I propose to take Questions Nos. 258, 259, 266 and 267 together.

My Department commenced a procurement process for a National Postcode System in 2011. An open and competitive procurement process was conducted in accordance with Department of Finance and EU procurement frameworks.

A pre-qualification questionnaire was issued on www.etenders.gov.ie on January 2011. This invited interested parties to tender for the contract as a postcode management licence holder for a period of 10 years to design, provide, disseminate and maintain a National Postcode System. A number of companies participated in the procurement process. Three parties qualified following Stage 1 of the process. My Department subsequently received two final bids from consortia led by Capita and An Post. In October, 2013, the Government approved the award of a contract to Capita Business Services Ireland Limited.

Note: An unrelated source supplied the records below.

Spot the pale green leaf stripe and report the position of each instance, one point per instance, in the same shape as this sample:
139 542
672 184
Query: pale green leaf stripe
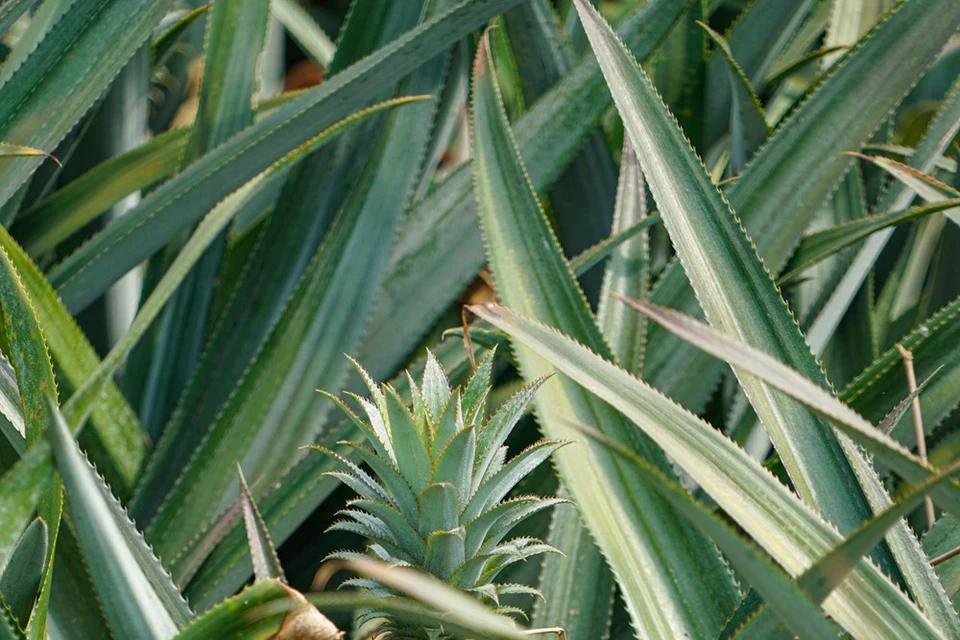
925 186
731 283
803 156
867 604
830 473
636 529
914 564
793 383
20 579
115 439
849 19
833 568
266 564
582 613
66 73
302 28
275 408
70 208
550 132
11 11
748 124
935 342
757 39
826 242
28 351
296 495
628 271
931 147
440 238
50 510
183 200
36 383
138 596
48 222
20 489
801 615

My Department received correspondence from the EU Commission in August, 2012 regarding certain aspects of the procurement process. The case was fully examined by the Commission which informed the Department in November, 2013 that the matter had been closed on the basis that the Commission could not establish any breach of EU procurement law that would justify the opening of an infringement procedure. The Irish authorities, however, were requested to take measures in relation to the clarity of language to be used in relation to bids by consortia in future procurements.

In reply to a question from the European Parliament on the procurement process for the postcodes project, the then European Commissioner for the Internal Market stated on 14 May 2014 as follows:

The Commission received a complaint regarding the tendering procedure in question, it conducted an investigation into the matter.

After having received the requested clarifications from the Irish authorities, the Commission closed the file. Based on the available information, the Commission departments could not establish any violation of EU public procurement law that would justify the opening of an infringement procedure.

In April, 2015 in further correspondence, the EU Commission asked for additional information on the measures that have been adopted by the Irish authorities to avoid the possible misinterpretation of the language which arose in the pre-qualification questionnaire. My Department have responded to this request having consulted with the Office of Government Procurement.